Fahmi menilai kejadian tersebut memerlukan sejumlah solusi. Pertama, Fahmi mendorong agar ada pengetatan pelaksanaan pengawasan munisi. Ia ingin agar jajaran meningkatkan kepekaan, ketelitian dan kesigapan personel dalam penanganan amunisi.

Dan evaluasi terpenting, menurut Fahmi adalah keamanan lokasi penyimpanan amunisi yang dekat dengan permukiman warga.

"Yang paling penting menurut saya mengenai keamanan lokasi. Soal jarak aman antara lingkungan warga dengan area gudang ini saya kira berkaitan persoalan pengelolaan tata ruang," kata Fahmi.

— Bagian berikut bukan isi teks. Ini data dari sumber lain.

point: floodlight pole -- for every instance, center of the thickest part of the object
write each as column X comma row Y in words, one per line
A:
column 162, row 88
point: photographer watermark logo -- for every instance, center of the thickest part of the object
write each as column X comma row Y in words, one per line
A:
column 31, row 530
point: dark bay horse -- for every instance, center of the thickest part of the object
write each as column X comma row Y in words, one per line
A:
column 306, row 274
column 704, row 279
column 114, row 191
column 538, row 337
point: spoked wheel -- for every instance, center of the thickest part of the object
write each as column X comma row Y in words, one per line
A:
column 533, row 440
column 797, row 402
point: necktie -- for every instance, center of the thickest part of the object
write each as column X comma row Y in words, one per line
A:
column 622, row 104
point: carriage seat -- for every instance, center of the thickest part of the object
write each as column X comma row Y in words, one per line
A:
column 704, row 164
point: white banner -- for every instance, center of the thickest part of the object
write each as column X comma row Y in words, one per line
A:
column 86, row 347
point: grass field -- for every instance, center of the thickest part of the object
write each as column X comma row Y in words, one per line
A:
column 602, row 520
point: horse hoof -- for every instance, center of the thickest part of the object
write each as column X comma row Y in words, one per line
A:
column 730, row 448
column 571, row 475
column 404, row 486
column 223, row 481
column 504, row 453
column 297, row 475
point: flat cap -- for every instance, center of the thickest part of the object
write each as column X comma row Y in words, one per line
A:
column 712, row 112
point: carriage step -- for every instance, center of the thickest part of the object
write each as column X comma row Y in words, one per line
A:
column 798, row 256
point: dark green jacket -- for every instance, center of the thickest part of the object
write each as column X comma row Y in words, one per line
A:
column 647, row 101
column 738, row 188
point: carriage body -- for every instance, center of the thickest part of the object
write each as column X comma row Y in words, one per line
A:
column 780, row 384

Fahmi mengatakan, kondisi gudang mungkin saat dibangun jaraknya masih aman dengan perumahan warga. Namun, seiring pertumbuhan ekonomi, penduduk dan pembangunan yang ambisius membuat kawasan yang sebelumnya kosong menjadi terisi oleh rumah tinggal warga, hingga akhirnya berdekatan dengan zona militer.

Ia mengingatkan kejadian kebakaran Pertamina Plumpang maupun kejadian kebakaran gudang munisi di Pangkalan Utama TNI AL III di Pulau Pondok Dayung, Jakarta Utara meledak pada 2014.

Serupa dengan di Gudmurah Kodam Jaya yakni peristiwa ledakan gudang peluru milik TNI AL di Cilandak pada 1984 yang memakan korban karena dekat dengan warga.

Menurut, Fahmi solusi jangka pendek memang yang terbaik adalah pemindahan gudang amunisi, tetapi itu bukan solusi permanen.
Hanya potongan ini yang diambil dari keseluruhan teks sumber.